X_train_tensor shape: torch.Size([315, 279])
fc1 input size: Linear(in_features=279, out_features=64, bias=True)
fc1 output size: Linear(in_features=64, out_features=1650, bias=True)


In [None]:
final_loss = []
n_epochs = 500
for epoch in range(n_epochs):
    y_pred = ann.forward(X_train_tensor)
    loss = loss_function(y_pred, y_train_tensor)
    final_loss.append(loss) 

    if epoch % 10 == 1:
        print(f'Epoch number: {epoch} with loss {loss}')

    optimizer.zero_grad() 
    loss.backward() 
    optimizer.step()

Epoch number: 1 with loss 0.4062550365924835
Epoch number: 11 with loss 0.3516708016395569
Epoch number: 21 with loss 0.8409609794616699
Epoch number: 31 with loss 0.6896562576293945
Epoch number: 41 with loss 0.33448296785354614
Epoch number: 51 with loss 0.05656949058175087
Epoch number: 61 with loss 0.003020011354237795
Epoch number: 71 with loss 1.506164295506096e-07
Epoch number: 81 with loss 1.8976976207341067e-05
Epoch number: 91 with loss 1.1777136023738421e-05
Epoch number: 101 with loss 1.0548417776590213e-05
Epoch number: 111 with loss 5.4623151299892925e-06
Epoch number: 121 with loss 2.1701578134525334e-06
Epoch number: 131 with loss 1.1684709306791774e-06
Epoch number: 141 with loss 8.056321689764445e-07
Epoch number: 151 with loss 6.368754839058965e-07
Epoch number: 161 with loss 5.396287861003657e-07
Epoch number: 171 with loss 4.737871108773106e-07
Epoch number: 181 with loss 4.245943614478165e-07
Epoch number: 191 with loss 3.8599657159466005e-07
Epoch number: 201 wit

In [449]:

with torch.no_grad():
    y_test_pred = ann(X_test_tensor)

if len(y_test_tensor.shape) > 1:
    y_test_tensor = torch.argmax(y_test_tensor, dim=1)
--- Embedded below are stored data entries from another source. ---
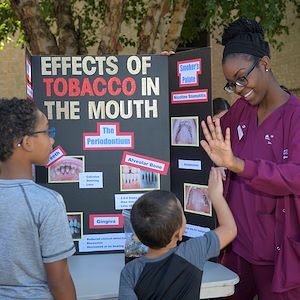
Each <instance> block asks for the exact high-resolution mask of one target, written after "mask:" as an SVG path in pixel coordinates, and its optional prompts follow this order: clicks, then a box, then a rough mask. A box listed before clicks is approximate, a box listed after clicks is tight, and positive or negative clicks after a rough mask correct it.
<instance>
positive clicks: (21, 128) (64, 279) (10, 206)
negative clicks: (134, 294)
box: [0, 99, 76, 300]
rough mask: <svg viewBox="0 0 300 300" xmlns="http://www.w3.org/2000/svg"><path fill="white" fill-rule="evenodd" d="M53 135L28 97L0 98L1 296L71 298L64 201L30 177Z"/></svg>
mask: <svg viewBox="0 0 300 300" xmlns="http://www.w3.org/2000/svg"><path fill="white" fill-rule="evenodd" d="M54 135H55V129H53V128H51V129H49V128H48V120H47V118H46V116H45V115H44V114H43V113H42V112H41V111H40V110H38V109H37V107H36V106H35V104H34V103H33V102H32V101H28V100H19V99H12V100H7V99H3V100H0V227H1V230H0V257H1V259H0V299H53V298H55V299H59V300H74V299H76V292H75V288H74V284H73V281H72V278H71V275H70V273H69V269H68V264H67V257H69V256H71V255H72V254H73V253H74V252H75V247H74V243H73V241H72V237H71V233H70V229H69V225H68V221H67V216H66V208H65V204H64V201H63V199H62V197H61V195H60V194H58V193H57V192H55V191H52V190H50V189H47V188H44V187H42V186H40V185H38V184H36V183H34V182H33V181H32V165H33V164H35V165H46V164H47V163H48V158H49V154H50V152H51V150H52V145H53V143H54Z"/></svg>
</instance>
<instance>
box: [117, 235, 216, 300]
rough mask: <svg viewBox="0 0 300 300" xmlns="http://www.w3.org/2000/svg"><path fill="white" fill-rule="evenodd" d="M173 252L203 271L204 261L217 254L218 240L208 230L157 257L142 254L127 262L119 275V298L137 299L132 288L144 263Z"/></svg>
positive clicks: (187, 261) (150, 291)
mask: <svg viewBox="0 0 300 300" xmlns="http://www.w3.org/2000/svg"><path fill="white" fill-rule="evenodd" d="M173 253H174V254H176V255H178V256H180V257H182V258H183V259H184V260H186V261H187V262H188V263H191V264H192V265H194V266H195V267H197V268H198V269H199V270H201V271H203V267H204V263H205V262H206V261H207V260H208V259H209V258H212V257H216V256H218V255H219V253H220V241H219V238H218V237H217V235H216V233H215V232H214V231H209V232H208V233H206V234H205V235H204V236H201V237H197V238H190V239H189V240H187V241H186V242H182V243H181V244H180V245H179V246H178V247H175V248H173V249H172V250H170V251H169V252H167V253H166V254H164V255H162V256H160V257H158V258H148V257H145V256H142V257H140V258H136V259H134V260H133V261H131V262H129V263H127V264H126V265H125V267H124V268H123V270H122V272H121V276H120V286H119V300H137V299H138V298H137V295H136V294H135V291H134V289H135V287H136V284H137V282H138V280H139V278H140V275H141V274H142V272H143V270H144V268H145V266H146V264H147V265H149V264H154V263H157V262H159V261H162V260H165V259H166V258H167V257H168V256H170V255H171V254H173ZM163 280H164V279H163ZM149 285H150V283H149ZM199 285H200V283H199ZM150 292H151V291H149V293H150Z"/></svg>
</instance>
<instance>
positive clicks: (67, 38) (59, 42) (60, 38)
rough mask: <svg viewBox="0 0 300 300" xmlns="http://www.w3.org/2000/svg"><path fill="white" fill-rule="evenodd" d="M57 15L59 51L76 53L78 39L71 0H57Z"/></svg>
mask: <svg viewBox="0 0 300 300" xmlns="http://www.w3.org/2000/svg"><path fill="white" fill-rule="evenodd" d="M54 7H55V15H56V22H57V29H58V47H59V53H60V54H64V55H76V54H78V53H79V49H78V48H77V45H78V41H77V38H76V31H75V26H74V21H73V17H72V7H71V1H70V0H64V1H61V0H55V1H54Z"/></svg>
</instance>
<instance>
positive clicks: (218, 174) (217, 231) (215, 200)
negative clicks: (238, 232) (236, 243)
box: [208, 168, 237, 249]
mask: <svg viewBox="0 0 300 300" xmlns="http://www.w3.org/2000/svg"><path fill="white" fill-rule="evenodd" d="M208 196H209V199H210V200H211V202H212V205H213V207H214V209H215V212H216V215H217V218H218V224H219V225H218V227H217V228H216V229H215V233H216V234H217V236H218V238H219V240H220V249H223V248H224V247H225V246H226V245H228V244H229V243H230V242H231V241H232V240H233V239H234V238H235V237H236V235H237V227H236V224H235V221H234V218H233V215H232V213H231V210H230V208H229V206H228V204H227V202H226V200H225V198H224V196H223V182H222V173H221V170H218V168H211V171H210V174H209V179H208Z"/></svg>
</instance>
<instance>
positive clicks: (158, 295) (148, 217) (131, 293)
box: [119, 168, 237, 300]
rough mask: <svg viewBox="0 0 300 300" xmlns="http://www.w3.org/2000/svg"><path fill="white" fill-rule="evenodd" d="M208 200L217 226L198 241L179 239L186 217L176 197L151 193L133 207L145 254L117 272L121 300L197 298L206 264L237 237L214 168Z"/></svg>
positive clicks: (209, 187)
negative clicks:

test_accuracy = (y_test_pred_class == y_test_tensor).float().mean().item()
print(test_accuracy)

0.9926470518112183


After comparing the loss and accuracy scores of this neural network vs the one I created for Quiz 12, I can say this one had a better loss score, being the last number 9.0 on this and accuracy of 0.99, which was way higher than the network created with the diabetes df, even after changin it to adam optimizer. I think this one performed better because of how I handled the data and because it was mostly numeric to begin with.